Prepare a large bowl of ice water. Bring a large pot of salted water (about 2 tablespoon for every 6-8 qts of water) to a boil, add the sugar snap peas and cook for about 2 minutes or until the peas are the consistency you like (we prefer a little bit of a crunch in ours). Strain and transfer immediately to the ice bath and let sit for at least 5 minutes to stop cooking. Remove from the ice water, dry with a paper towel, then cut in half across the snap pea, and split some open to use as garnish (optional). Set aside.
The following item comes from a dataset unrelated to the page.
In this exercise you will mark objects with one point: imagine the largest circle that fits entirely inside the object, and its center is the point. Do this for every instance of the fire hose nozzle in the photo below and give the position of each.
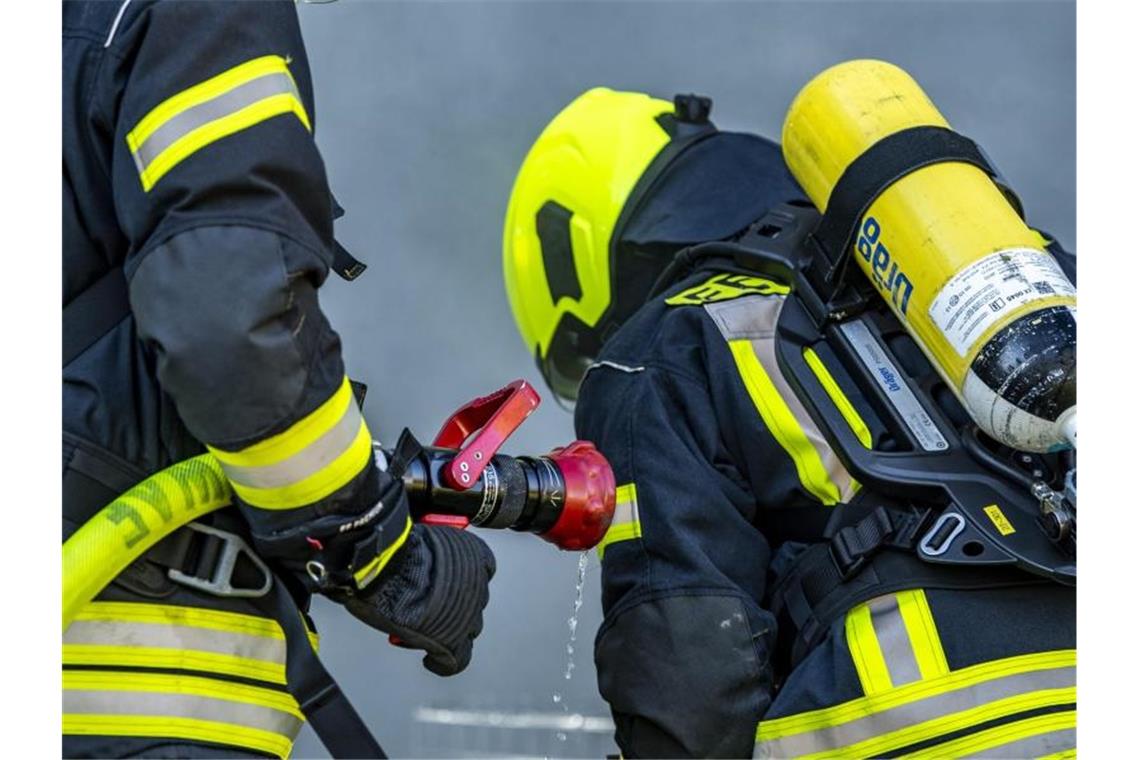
(588, 500)
(566, 497)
2 tablespoon Kosher salt , 8 ounces sugar snap peas
Add the olive oil to a large pan over medium heat. Once hot add the onions, whole green peppercorns, and the bay leaf. Cook until the onions are soft and just start to get some golden brown color, about 4 minutes. Add the white wine and cook it down until it is almost completely evaporated and there is no alcohol smell remaining (about 2-3 minutes).
1 Tablespoon olive oil, ½ small onion, 15 whole green peppercorns, 1 bay leaf, ⅔ cup white wine
Add the stock and cook over medium heat and cook until reduced by half. Strain out the solids and discard, returning the liquid to the pan to reduce down to about ¼ cup. Add the heavy cream and cook until the sauce thickens (5-10 minutes).
2 cups vegetable stock, 2 cups heavy cream
Turn the heat to low and stir in the balsamic vinegar, parmesan cheese, fresh dill and ground green pepper. Fold in the sugar snap peas and remove from the heat.
½ teaspoon balsamic vinegar, ⅔ cup grated parmesan cheese, ¼ cup finely chopped fresh dill, Pinch ground green pepper, 8 ounces sugar snap peas
In the large pot of salted boiling water, add the gnocchi and cook according to the package directions until they float. Remove with a slotted spoon or spider spatula and transfer gnocchi into the sauce. Turn the heat back to low if needed to warm the sauce through. If the sauce needs any thinning, use the cooking water to reach your desired consistency. Gently combine and taste for seasoning adding a pinch of salt and more pepper as desired. Serve.